A new system utilising artificial intelligence (AI), ‘building-block’ chemistry and a molecule-making machine could speed up innovation and drug discovery, as well as make complex chemistry automated and accessible.
Researchers at the University of Illinois Urbana-Champaign and collaborators in Poland and Canada doubled the average yield of a special, hard-to-optimise type of reaction linking carbon atoms together in pharmaceutically important molecules.
The researchers say their system provides a platform that also could be used to find general conditions for other classes of reactions and solutions for similarly complex problems.
“Generality is critical for automation, and thus making molecular innovation accessible even to non-chemists,” said study co-leader Dr Martin D Burke, an Illinois Professor of chemistry and of the Carle Illinois College of Medicine, as well as a medical doctor.
“The challenge is the haystack of possible reaction conditions is astronomical, and the needle is hidden somewhere inside.

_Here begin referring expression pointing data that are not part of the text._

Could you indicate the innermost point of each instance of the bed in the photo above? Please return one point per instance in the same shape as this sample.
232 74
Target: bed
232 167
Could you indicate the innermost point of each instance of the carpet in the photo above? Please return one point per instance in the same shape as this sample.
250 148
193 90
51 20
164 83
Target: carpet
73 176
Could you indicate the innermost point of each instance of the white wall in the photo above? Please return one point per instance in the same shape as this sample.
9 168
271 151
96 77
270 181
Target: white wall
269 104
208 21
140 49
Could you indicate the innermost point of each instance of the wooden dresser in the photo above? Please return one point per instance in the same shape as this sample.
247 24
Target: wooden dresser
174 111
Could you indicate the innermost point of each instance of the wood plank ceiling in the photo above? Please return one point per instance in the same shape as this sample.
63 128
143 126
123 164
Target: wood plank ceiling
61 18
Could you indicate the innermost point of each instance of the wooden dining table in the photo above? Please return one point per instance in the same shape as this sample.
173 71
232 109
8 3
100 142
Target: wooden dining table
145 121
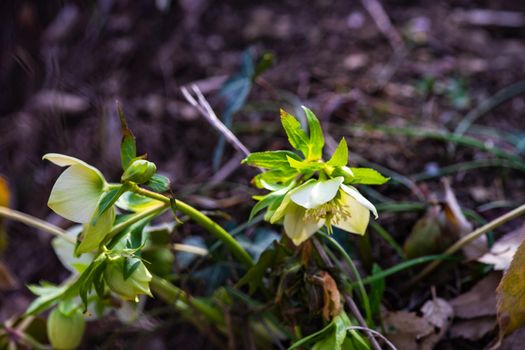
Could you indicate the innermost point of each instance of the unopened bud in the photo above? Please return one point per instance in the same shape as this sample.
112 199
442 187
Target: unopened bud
140 171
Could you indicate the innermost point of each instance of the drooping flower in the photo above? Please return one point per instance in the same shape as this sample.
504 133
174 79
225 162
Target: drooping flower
76 196
65 331
315 203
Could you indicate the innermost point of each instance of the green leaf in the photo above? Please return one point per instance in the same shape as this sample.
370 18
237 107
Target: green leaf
85 282
304 166
130 265
274 176
296 135
340 156
128 146
48 295
314 336
316 142
159 183
270 159
108 199
367 176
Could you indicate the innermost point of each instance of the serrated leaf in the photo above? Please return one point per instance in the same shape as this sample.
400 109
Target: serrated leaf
340 156
159 183
268 200
47 296
305 167
270 159
128 146
275 176
296 135
129 266
367 176
316 141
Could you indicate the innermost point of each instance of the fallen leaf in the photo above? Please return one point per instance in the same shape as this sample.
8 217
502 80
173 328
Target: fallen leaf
438 312
456 222
331 296
408 331
511 295
480 300
473 329
501 253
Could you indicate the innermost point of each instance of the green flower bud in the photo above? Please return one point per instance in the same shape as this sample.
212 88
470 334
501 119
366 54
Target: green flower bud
65 331
129 289
140 171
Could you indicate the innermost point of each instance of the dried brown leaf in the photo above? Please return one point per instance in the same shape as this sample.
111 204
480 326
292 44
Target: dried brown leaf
408 331
480 300
511 295
503 250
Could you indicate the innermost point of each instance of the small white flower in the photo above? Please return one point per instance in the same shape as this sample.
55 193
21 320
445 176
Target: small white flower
76 196
315 203
77 191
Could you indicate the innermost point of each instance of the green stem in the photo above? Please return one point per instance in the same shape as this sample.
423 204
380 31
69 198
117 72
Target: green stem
349 261
165 290
204 221
469 238
133 219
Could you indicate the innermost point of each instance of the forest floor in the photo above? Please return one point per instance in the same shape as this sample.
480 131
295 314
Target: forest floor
63 66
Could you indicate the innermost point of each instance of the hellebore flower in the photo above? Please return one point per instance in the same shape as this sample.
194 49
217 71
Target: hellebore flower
315 203
130 288
76 196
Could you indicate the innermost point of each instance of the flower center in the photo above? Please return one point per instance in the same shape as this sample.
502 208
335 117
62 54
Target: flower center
332 212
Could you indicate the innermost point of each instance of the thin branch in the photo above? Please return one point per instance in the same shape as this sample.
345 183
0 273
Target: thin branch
207 112
469 238
366 329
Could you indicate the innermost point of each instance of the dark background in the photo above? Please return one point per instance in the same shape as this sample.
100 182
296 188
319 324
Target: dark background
63 66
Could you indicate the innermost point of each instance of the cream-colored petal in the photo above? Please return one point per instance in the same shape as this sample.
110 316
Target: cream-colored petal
135 202
281 210
295 225
76 193
360 198
93 235
317 193
359 215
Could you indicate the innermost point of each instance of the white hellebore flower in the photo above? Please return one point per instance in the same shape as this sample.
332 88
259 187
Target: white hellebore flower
76 196
323 202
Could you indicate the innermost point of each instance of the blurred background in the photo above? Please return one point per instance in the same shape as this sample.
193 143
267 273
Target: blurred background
420 89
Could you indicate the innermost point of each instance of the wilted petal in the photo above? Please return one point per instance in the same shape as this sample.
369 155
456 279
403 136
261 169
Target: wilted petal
359 215
93 235
63 160
360 198
76 193
295 225
314 194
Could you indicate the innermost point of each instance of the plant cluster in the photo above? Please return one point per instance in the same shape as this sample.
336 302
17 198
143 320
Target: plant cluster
118 254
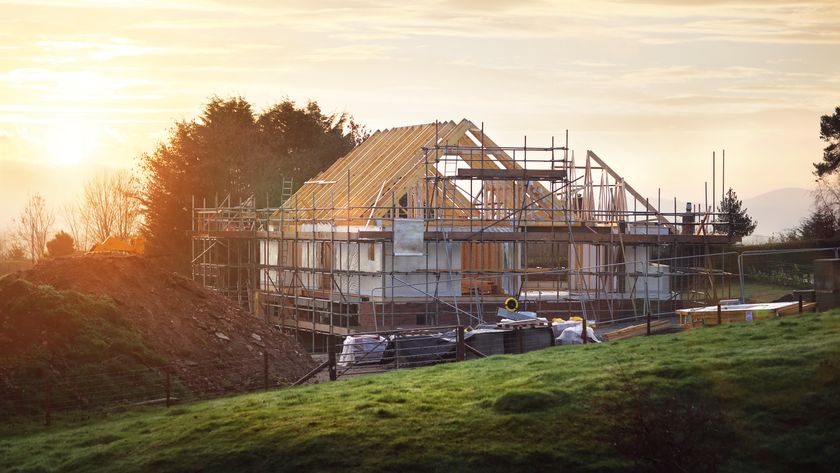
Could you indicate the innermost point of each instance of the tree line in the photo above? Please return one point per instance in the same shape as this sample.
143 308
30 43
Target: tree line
229 149
232 150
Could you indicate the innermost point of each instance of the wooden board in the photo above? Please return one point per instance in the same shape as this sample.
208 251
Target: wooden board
636 330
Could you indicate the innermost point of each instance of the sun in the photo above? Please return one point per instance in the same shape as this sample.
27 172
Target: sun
71 143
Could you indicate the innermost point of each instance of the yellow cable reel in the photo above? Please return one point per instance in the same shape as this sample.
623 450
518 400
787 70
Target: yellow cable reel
511 304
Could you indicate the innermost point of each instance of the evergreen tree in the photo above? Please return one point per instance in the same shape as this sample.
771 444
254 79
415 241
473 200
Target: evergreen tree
830 133
230 150
735 221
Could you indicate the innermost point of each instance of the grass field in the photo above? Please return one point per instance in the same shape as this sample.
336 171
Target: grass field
741 397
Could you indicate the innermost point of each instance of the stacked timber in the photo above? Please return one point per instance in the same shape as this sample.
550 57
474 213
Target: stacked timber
708 316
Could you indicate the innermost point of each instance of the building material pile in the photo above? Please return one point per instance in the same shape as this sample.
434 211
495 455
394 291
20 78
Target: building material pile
710 315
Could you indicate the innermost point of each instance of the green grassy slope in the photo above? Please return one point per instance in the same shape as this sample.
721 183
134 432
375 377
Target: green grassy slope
48 334
741 397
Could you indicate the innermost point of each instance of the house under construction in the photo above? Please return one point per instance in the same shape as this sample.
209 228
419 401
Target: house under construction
436 224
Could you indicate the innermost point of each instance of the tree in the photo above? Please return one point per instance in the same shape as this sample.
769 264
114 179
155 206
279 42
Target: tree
33 225
110 206
830 133
735 221
72 213
15 252
231 151
822 224
61 245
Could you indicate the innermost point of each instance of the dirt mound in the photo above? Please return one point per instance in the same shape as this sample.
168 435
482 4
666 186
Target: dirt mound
209 341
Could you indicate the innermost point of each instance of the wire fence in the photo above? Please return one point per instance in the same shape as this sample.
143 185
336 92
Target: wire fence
35 389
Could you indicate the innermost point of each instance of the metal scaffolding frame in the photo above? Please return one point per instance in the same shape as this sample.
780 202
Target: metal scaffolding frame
487 222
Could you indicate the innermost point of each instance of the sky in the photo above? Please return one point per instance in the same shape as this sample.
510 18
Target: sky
653 87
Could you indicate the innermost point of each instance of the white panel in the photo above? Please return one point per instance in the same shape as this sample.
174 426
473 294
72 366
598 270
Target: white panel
408 236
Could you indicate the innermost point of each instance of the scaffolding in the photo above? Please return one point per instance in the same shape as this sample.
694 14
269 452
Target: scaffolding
437 224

By leveraging the power of artificial intelligence and building-block chemistry to create a feedback loop, we were able to shrink the haystack. And we found the needle.”
Automated synthesis machines for proteins and nucleic acids such as DNA have revolutionised research and chemical manufacturing in those fields, but many chemicals of importance are small molecules with complex structures, the researchers say.
Burke’s group has pioneered the development of simple chemical building blocks for small molecules. His lab also developed an automated molecule-making machine that snaps together the building blocks to create a wide range of possible structures.
However, general reaction conditions to make the automated process broadly applicable have remained elusive.
“Traditionally, chemists customise the reaction conditions for each product they are trying to make,” Burke said. “The problem is that this is a slow and very specialist-dependent process, and very hard to automate because the machine would have to be optimised every time. What we really want are conditions that work almost every time, no matter what two things you’re trying to snap together.”